May 03 11:44:54 ns-primary knotd[1540092]: warning: [21.168.192.in-addr.arpa.] notify, outgoing, remote 192.168.21.38@53, server responded with error 'NOTAUTH'
May 03 11:44:54 ns-primary knotd[1540092]: warning: [41.168.192.in-addr.arpa.] notify, outgoing, remote 192.168.21.38@53, server responded with error 'NOTAUTH'
May 03 11:44:54 ns-primary knotd[1540092]: warning: [10.168.192.in-addr.arpa.] notify, outgoing, remote 192.168.21.38@53, server responded with error 'NOTAUTH'
May 03 11:44:54 ns-primary knotd[1540092]: warning: [12.168.192.in-addr.arpa.] notify, outgoing, remote 192.168.21.38@53, server responded with error 'NOTAUTH'
May 03 11:44:54 ns-primary knotd[1540092]: warning: [40.168.192.in-addr.arpa.] notify, outgoing, remote 192.168.21.38@53, server responded with error 'NOTAUTH'
The relevant configurations for a failing zone and a working zone:
remote:
- id: secondary-hq # ns1, ns-secondary1
address: 192.168.21.38@53
acl:
- id: acl_secondary-hq
address: 192.168.21.38
action: transfer
mod-synthrecord:
- id: reverse_local_net
type: reverse
prefix: dyn-
origin: local.company.com
ttl: 300
network: 192.168.10.0/24
reverse-short: on
template:
- id: companyprimary
storage: "/var/lib/knot/master"
file: "%s.zone"
notify: [ secondary-hq, secondary-old ]
acl: [ acl_secondary-hq, acl_secondary-old ]
zone:
- domain: company.com
template: companyprimary
notify: [ secondary-hq, secondary-old ]
acl: [ acl_secondary-hq, acl_secondary-old, tsig_update.acme-challenge ]
# Reverse zones
- domain: 10.168.192.in-addr.arpa
template: companyprimary
module: mod-synthrecord/reverse_local_net
notify: [ secondary-hq, secondary-old ]
acl: [ acl_secondary-hq, acl_secondary-old ]

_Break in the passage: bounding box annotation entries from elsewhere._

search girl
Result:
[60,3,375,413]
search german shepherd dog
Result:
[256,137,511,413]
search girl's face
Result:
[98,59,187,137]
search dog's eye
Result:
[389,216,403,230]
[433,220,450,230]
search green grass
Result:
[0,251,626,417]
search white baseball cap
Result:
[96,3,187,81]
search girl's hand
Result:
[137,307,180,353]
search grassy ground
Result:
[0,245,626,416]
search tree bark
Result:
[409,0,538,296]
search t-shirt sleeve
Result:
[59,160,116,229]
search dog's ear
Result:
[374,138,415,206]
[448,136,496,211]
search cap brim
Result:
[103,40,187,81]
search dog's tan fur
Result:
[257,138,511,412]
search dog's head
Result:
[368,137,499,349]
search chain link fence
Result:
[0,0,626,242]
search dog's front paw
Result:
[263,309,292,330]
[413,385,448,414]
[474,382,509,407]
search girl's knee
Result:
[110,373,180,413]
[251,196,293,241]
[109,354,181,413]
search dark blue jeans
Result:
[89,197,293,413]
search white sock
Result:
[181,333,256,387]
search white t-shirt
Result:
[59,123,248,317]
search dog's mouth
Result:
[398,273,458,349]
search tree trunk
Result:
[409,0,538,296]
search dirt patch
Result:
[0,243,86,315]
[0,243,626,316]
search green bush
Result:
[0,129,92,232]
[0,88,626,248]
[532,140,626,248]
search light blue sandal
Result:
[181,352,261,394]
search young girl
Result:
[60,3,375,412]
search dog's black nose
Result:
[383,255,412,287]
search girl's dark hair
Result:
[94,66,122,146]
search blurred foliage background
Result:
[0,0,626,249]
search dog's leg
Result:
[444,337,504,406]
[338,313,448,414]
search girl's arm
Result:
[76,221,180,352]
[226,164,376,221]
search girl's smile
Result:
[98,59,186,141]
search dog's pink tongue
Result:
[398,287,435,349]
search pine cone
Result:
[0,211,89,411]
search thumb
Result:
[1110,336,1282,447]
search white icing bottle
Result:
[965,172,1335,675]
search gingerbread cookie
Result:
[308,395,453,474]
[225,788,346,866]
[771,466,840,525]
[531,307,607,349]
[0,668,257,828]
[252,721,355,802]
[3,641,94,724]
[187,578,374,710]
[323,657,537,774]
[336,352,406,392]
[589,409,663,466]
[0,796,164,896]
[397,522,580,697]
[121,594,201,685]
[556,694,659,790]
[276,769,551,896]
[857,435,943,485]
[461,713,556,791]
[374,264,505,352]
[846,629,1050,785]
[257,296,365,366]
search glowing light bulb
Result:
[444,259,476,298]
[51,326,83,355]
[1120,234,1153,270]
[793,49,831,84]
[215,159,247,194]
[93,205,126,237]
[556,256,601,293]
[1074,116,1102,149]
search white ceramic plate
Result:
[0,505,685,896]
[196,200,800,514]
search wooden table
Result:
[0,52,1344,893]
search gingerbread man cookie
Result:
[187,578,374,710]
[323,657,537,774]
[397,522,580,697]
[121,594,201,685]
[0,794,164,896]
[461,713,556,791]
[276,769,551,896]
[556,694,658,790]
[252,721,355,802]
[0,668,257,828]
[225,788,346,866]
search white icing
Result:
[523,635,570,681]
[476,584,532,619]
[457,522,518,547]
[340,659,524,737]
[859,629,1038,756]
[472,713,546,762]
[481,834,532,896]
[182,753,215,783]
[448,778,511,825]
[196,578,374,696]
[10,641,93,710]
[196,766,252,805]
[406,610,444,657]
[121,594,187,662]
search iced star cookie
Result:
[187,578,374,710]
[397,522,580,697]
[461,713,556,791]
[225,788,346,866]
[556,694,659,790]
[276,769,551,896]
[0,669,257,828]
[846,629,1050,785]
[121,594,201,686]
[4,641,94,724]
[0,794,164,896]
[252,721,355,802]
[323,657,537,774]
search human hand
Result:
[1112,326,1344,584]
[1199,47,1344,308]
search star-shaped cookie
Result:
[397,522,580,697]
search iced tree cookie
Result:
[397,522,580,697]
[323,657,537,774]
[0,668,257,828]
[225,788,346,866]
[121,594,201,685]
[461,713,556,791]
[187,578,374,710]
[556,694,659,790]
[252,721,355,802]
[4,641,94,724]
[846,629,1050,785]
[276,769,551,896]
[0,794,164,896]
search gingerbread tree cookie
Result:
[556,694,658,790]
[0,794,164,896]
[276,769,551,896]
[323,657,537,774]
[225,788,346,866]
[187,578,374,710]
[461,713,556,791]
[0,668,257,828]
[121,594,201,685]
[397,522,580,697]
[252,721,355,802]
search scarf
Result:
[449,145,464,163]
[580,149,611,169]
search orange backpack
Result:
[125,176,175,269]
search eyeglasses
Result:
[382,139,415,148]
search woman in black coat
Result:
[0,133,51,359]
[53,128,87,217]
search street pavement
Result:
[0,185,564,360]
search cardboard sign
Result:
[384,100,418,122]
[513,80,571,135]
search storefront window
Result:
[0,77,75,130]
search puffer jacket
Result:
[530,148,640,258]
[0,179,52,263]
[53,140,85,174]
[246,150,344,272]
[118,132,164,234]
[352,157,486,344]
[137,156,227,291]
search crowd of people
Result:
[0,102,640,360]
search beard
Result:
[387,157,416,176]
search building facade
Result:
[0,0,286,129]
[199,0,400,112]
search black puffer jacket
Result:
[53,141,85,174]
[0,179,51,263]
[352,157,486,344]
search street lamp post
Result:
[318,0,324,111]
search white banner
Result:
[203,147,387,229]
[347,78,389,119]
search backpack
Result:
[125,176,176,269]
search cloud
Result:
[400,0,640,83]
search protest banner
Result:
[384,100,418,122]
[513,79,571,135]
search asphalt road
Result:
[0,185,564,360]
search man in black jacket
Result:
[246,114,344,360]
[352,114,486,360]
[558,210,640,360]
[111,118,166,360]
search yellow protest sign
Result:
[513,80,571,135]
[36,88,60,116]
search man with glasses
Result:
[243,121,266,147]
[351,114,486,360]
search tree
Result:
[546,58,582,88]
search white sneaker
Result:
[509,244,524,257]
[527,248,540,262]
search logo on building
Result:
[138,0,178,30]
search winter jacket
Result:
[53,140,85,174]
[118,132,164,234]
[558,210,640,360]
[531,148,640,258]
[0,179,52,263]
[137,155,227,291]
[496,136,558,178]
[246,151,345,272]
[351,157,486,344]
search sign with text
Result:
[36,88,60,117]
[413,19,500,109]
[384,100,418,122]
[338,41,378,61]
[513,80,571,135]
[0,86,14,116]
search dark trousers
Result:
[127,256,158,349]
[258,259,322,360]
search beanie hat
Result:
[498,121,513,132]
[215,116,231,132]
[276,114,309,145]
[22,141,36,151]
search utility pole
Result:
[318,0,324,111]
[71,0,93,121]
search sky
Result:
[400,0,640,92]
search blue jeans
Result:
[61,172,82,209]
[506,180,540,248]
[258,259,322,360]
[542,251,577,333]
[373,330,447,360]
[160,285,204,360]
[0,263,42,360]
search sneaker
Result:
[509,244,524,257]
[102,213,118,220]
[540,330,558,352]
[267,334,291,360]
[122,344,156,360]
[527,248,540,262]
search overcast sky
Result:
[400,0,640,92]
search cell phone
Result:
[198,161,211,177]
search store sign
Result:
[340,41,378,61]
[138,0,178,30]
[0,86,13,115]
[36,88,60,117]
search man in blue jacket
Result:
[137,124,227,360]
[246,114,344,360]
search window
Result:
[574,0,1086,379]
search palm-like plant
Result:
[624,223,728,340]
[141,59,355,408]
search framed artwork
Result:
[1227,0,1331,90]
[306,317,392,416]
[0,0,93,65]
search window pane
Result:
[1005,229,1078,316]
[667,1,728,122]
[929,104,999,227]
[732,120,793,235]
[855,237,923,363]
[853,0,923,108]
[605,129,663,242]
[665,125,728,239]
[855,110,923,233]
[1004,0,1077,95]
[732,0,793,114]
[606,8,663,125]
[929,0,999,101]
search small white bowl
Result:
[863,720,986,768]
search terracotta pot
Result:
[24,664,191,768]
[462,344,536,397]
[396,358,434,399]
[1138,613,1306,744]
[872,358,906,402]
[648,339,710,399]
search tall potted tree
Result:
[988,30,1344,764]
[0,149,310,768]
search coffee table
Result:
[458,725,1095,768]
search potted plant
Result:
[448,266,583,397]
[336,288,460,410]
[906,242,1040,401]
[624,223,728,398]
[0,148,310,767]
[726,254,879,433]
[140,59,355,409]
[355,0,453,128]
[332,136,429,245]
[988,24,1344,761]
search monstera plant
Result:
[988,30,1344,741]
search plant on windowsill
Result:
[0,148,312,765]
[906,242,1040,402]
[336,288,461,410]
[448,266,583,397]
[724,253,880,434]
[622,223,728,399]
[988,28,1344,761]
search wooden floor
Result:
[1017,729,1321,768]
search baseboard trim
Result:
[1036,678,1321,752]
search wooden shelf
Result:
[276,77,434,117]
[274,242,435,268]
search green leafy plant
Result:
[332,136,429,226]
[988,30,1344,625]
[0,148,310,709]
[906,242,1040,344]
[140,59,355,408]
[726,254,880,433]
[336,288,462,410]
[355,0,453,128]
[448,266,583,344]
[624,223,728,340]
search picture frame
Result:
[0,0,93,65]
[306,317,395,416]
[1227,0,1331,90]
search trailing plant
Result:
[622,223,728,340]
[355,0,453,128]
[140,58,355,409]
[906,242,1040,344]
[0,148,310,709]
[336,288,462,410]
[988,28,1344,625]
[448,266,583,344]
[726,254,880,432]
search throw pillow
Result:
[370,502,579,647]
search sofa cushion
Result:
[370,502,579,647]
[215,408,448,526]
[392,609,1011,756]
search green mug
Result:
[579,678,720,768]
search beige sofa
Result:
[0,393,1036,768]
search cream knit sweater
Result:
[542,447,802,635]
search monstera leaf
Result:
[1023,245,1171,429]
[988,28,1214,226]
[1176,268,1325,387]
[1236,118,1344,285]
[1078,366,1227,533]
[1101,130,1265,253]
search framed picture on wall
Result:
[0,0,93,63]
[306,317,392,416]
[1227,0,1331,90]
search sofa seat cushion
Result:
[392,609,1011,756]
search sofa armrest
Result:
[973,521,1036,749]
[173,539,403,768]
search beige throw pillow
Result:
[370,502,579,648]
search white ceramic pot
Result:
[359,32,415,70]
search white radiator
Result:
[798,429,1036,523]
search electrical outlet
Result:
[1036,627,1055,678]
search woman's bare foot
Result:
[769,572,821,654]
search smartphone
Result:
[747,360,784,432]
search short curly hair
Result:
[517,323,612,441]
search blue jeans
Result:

The secondary server is similar:
remote:
- id: primary-ovh
address: 192.168.60.20@53
acl:
- id: acl_companysecondary
address: [ 192.168.60.20, 12.34.56.78 ]
action: [ transfer, notify ]
mod-synthrecord:
- id: reverse_local_net
type: reverse
prefix: dyn-
origin: local.company.com
ttl: 300
network: 192.168.10.0/24
reverse-short: on
template:
- id: companysecondary
storage: "/var/lib/knot/slave"
file: "%s.zone"
master: primary-ovh
acl: acl_companysecondary
zone:
# Slave zones
- domain: company.com
template: companysecondary
# local reverse
- domain: 10.168.192-in-addr.arpa.
template: companysecondary
module: mod-synthrecord/reverse_local_net
I have tried not declaring the synthrecord module in the secondary, but it made no difference. Any ideas? Is this a bug in knot, or am I doing something fundamentally wrong?